0

I created a spider that scrapes data from Yelp by using Scrapy. All requests go through Crawlera proxy. Spider gets the URL to scrape from, sends a request, and scrapes the data. This worked fine up until the other day, when I started getting 502 None response. The 502 None response appears after execution of this line:

r = self.req_session.get(url, proxies=self.proxies, verify='../secret/crawlera-ca.crt').text

The traceback:

2020-11-04 14:27:55 [urllib3.connectionpool] DEBUG: https://www.yelp.com:443 "GET /biz/a-dog-in-motion-arcadia HTTP/1.1" 502 None

So, it seems that spider cannot reach the URL because the connection is closed.

I have checked 502 meaning in Scrapy and Crawlera documentation, and it refers to connection being refused, closed, domain unavailable and similar things. I have debugged the code related to where the issue is happening, and everything is up to date.

If anyone has ideas or knowledge about this, would love to hear, as I am stuck. What could actually be the issue here?

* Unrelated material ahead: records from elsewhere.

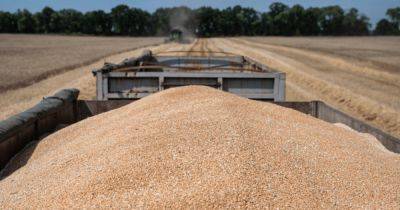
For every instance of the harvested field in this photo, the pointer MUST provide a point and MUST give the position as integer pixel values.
(18, 100)
(27, 59)
(356, 75)
(200, 147)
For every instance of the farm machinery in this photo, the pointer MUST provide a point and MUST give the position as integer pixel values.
(120, 84)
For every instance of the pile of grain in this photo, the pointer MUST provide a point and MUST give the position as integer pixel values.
(196, 146)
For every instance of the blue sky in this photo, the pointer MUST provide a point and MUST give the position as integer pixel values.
(375, 9)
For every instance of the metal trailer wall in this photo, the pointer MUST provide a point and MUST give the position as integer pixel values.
(18, 131)
(235, 74)
(35, 122)
(135, 85)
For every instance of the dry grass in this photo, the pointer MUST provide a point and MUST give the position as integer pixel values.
(26, 59)
(18, 100)
(198, 147)
(364, 85)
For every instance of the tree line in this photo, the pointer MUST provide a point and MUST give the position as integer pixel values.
(204, 21)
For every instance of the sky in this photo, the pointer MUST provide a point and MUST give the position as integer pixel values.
(374, 9)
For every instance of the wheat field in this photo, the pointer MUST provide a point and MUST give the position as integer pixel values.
(26, 59)
(358, 75)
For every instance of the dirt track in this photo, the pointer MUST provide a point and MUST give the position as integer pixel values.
(366, 91)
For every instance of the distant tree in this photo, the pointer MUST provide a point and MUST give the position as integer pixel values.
(70, 21)
(391, 26)
(25, 22)
(385, 27)
(332, 20)
(207, 21)
(120, 19)
(43, 20)
(297, 21)
(97, 23)
(394, 15)
(8, 22)
(160, 22)
(355, 24)
(312, 23)
(279, 19)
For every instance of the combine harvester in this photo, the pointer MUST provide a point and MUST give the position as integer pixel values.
(132, 79)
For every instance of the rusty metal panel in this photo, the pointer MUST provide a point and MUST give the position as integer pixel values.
(249, 86)
(181, 81)
(133, 84)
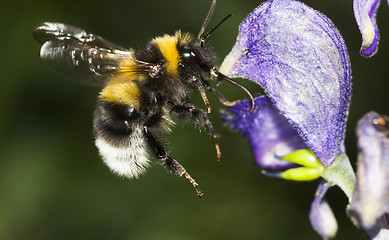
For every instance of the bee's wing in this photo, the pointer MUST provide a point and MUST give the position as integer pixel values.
(78, 54)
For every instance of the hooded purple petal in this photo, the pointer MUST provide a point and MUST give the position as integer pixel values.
(321, 216)
(371, 196)
(298, 56)
(364, 11)
(269, 133)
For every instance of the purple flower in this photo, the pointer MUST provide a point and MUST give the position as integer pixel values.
(298, 56)
(297, 130)
(321, 215)
(370, 202)
(365, 11)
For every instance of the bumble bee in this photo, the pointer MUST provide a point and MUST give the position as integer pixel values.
(144, 90)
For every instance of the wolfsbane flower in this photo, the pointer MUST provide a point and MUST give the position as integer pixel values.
(365, 15)
(371, 197)
(298, 56)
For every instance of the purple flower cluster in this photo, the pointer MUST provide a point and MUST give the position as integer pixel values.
(297, 130)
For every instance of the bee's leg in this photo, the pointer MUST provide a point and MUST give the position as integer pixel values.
(162, 155)
(200, 118)
(218, 94)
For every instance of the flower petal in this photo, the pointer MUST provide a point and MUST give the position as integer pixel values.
(321, 216)
(298, 56)
(364, 11)
(269, 133)
(371, 196)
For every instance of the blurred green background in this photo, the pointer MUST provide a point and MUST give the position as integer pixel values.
(53, 184)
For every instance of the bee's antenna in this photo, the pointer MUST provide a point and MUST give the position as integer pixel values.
(206, 21)
(202, 40)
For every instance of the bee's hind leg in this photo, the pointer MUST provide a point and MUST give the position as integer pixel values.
(160, 152)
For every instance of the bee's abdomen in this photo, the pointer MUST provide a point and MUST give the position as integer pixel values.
(120, 139)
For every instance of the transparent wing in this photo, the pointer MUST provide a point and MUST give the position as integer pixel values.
(78, 54)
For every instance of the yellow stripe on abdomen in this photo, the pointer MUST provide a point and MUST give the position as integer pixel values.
(122, 93)
(168, 46)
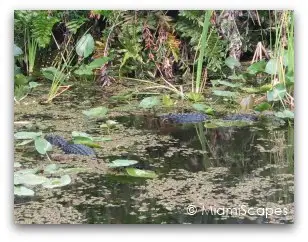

NOTE: Yelp URLs work normally when I open them in browser.

fadingbeat
  • 355
  • 3
  • 16

2 Answers2

1

The website sees that you are a "scraper" and not a human user, from the headers of your request.

You should send a different header with the request, so that the scraped website thinks you are browsing with a regular browser.

For more info, refer to the scrapy documentation.

xqzy
  • 46
  • 6
  • Indeed, this was the issue. I was sending out regular browser headers, but for some reason they stopped being enough. Adding these solved the problem: `DEFAULT_REQUEST_HEADERS = {` `"X-Crawlera-Profile": "desktop",` `"X-Crawlera-Cookies": "disable",` `}` – fadingbeat Nov 09 '20 at 09:08
0

Some pages is not available for some countries, for this reason is recommended to use proxies. I tried to enter the url and the connection was successful.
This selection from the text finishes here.